Although the government set up the Vietnam Asset Management Company (VAMC) as a vehicle for banks to park their worst NPLs, the bad loans must still eventually be written off.
The NPL crisis, which followed the stock market crisis of 2010 and the real estate crisis of 2011, has led to much better regulation of the banking system, analysts say.
That’s included recent crackdowns on alleged fraudulent lending practices at Ocean Bank, whose top executives went on trial in August, and more recently Dong A Bank, whose executives are also in the dock.
Seasoned observers do not view these crackdowns as aimed at weakening the private banks vis-a-vis state-owned ones, but rather as part of an effort to clean up broad lending practices.
“I don’t think there is a view that any action taken against Ocean Bank is particularly related to private sector developments,” said John Ditty, managing partner at KPMG Tax & Advisory Ltd. “I think the central bank has done a particularly good job in managing the problem banks.”
To their credit, Vietnamese authorities have dealt with the bad banks in ways that have avoided knock-on effects to the broad banking system, which has remained stable and in some sectors even robust.

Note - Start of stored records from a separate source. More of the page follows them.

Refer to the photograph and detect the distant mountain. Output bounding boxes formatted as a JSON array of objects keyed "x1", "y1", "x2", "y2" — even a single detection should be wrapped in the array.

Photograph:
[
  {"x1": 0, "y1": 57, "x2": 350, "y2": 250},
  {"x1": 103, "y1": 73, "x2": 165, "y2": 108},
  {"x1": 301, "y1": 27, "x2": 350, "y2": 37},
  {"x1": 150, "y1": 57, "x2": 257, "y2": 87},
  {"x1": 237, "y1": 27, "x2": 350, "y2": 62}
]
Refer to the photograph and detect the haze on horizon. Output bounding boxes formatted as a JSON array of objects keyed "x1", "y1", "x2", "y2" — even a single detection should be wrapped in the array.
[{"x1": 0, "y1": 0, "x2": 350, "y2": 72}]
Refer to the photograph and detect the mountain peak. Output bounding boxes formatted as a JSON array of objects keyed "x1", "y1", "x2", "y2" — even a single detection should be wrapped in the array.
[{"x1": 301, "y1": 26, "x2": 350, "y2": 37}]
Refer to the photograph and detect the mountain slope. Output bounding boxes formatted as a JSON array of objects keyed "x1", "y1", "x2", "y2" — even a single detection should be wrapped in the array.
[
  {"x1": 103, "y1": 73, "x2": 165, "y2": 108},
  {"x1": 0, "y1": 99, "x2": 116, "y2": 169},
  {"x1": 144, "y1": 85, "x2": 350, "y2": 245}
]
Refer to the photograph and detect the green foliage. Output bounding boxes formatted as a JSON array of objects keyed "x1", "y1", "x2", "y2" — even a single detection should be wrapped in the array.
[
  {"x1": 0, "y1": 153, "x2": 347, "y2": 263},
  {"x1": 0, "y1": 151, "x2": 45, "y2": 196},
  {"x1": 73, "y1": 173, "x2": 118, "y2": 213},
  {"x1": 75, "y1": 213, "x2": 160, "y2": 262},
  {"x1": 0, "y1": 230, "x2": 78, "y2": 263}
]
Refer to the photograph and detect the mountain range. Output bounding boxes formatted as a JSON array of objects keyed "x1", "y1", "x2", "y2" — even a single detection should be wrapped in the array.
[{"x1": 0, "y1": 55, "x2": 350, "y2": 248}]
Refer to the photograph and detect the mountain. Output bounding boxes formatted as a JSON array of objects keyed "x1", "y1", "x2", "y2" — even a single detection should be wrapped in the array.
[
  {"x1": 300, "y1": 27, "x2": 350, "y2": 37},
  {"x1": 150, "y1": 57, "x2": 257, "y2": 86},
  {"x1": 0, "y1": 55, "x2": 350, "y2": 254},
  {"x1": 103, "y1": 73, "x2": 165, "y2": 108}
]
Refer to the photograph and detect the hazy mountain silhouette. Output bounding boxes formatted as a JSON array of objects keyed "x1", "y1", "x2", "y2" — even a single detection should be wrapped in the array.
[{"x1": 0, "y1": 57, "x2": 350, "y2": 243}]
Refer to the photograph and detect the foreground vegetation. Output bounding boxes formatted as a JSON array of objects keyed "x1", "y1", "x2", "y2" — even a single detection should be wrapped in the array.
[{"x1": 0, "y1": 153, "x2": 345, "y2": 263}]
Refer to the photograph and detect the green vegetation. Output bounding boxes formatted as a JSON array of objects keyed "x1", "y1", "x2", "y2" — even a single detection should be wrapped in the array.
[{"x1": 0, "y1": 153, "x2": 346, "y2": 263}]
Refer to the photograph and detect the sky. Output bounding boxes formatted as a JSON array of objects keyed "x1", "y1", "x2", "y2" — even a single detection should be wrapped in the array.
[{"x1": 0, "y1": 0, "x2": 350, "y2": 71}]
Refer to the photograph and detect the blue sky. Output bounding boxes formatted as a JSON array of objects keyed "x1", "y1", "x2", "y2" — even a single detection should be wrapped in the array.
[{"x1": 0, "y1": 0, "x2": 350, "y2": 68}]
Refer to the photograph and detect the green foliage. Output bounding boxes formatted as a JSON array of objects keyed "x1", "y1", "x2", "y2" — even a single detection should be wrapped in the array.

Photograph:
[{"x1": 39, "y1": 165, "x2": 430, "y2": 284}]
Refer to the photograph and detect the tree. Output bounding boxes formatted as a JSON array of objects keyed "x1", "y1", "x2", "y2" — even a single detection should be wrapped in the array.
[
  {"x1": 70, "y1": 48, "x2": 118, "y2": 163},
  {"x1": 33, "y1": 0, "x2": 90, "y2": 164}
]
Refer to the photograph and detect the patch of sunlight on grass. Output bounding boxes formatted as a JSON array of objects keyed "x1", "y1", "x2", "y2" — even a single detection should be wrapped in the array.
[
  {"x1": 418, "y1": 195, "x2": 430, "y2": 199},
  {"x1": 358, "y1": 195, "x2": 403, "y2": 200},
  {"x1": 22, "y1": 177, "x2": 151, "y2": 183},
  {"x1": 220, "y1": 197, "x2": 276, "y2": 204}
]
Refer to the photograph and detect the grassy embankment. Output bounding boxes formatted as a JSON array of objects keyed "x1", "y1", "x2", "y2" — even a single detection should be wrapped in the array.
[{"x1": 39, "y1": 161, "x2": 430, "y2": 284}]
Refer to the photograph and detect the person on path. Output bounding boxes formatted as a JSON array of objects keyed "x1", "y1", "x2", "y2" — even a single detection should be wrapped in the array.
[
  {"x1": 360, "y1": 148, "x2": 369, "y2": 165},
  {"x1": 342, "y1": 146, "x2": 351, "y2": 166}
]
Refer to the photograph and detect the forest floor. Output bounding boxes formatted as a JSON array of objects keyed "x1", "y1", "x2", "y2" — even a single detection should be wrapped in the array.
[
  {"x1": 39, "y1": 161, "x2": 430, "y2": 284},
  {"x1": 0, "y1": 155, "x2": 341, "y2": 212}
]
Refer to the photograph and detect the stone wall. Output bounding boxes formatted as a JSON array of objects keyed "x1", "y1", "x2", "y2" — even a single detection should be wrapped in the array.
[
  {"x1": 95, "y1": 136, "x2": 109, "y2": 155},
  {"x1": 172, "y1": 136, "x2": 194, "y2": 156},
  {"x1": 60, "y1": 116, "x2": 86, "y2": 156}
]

This systemic stability can be chalked up in part to the intervention of the big four banks, which the SBV can ask to provide interbank capital to other ailing banks and even managerial input, analysts note.
In return, there are benefits for the big four. “The government gives the state banks a lot of privileges,” said Nguyen Duc Thanh, director of Vietnam Centre for Economic and Policy Research, a think tank. He notes, for instance, that cash held at the National Treasury is placed only in state banks.
“Politically I think the government still wants to keep the state-owned banks as leaders, because they think state banks can help them finance many types of state projects,” Thanh said. “They also look at the Chinese model, with the big state-owned banks going global.”
While few doubt that the big four state-owned banks will continue to be big players on the banking scene, the more pertinent question might be to what extent the private banks will be able to claim a larger share of the market in the next decade.
“It’s going to change materially in the next couple of years,” predicted Dennis Hussey, chief executive officer of ANZ Bank in Vietnam.
“At the end of the day these guys (big four) need capital to sustain themselves, otherwise they can’t keep growing. Whereas the joint-stock banks, the good ones, are growing rapidly and bringing in new capital every year.”